Lorsqu’on veut laisser à un enfant, à un parent ou à un ami un souvenir de tel ou tel événement, on lui offre volontiers un cadeau qu’il emportera chez lui et qui fera pour lui mémoire de cet événement. Le Christ, lui, nous a laissé infiniment plus qu’un cadeau : par l’eucharistie, il nous a ouvert la possibilité de l’accueillir lui-même, présent au milieu de nous et en nous alors même que nous ne pouvons ni le voir ni l’entendre ; par l’eucharistie, le don qu’il a fait de lui-même une fois pour toutes nous atteint personnellement, jusque dans notre corps qu’il pénètre de sa vie.

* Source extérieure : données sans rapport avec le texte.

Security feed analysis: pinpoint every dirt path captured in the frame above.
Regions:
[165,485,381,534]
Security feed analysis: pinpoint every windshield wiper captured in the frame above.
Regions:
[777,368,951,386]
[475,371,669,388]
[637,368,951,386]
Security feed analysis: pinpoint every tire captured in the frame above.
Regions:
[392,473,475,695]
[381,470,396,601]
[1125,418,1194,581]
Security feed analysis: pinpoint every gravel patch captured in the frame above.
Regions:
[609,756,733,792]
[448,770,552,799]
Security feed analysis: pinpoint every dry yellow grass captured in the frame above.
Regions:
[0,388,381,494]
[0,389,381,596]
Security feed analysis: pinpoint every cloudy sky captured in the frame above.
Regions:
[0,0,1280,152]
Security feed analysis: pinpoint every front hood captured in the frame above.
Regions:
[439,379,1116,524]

Mais si Celui qui nous rejoint ainsi nous a aimés jusqu’au bout, comment l’accueillerions-nous en vérité si, à notre tour, nous ne nous laissions transformer par sa présence au point de nous donner nous-mêmes ? Saint Augustin disait à propos du pain et de la coupe « par eux le Seigneur Jésus a voulu nous confier son corps et son sang qu’il a répandu pour nous en rémission des péchés. Si vous les avez reçus dans de bonnes dispositions, vous êtes ce que vous avez reçu. » Autrefois, lors de la conclusion de l’Alliance du Sinaï, le peuple hébreu avait répondu à Moïse : « Tout ce que le Seigneur a dit, nous le mettrons en pratique, nous y obéirons. » Comment répondrons-nous nous-mêmes à l’Alliance que le Seigneur a conclue avec nous ? Comment répondrons-nous à l’offre qu’il nous a faite de sa propre vie et qui nous rejoint dans l’aujourd’hui de chaque eucharistie ? Comment y répondrons-nous si ce n’est en nous laissant nous-mêmes entraîner dans l’eucharistie – c’est-à-dire dans l’action de grâces – de Celui qui n’a pas retenu pour lui ce qu’il avait reçu de son Père mais qui l’a donné pour nous et pour la multitude ?
Que la fête de ce jour soit pour nous l’occasion de réaliser à nouveau le don inouï dont ce sacrement est porteur. Qu’elle nous aide à accueillir en vérité le repas du Seigneur, à nous laisser nourrir et fortifier par Celui qui s’est offert lui-même pour nous donner la vie. Et que par le sacrement nous trouvions la force de nous donner à notre tour et de devenir par toute notre personne et toute notre vie une vivante offrande à la louange du Père.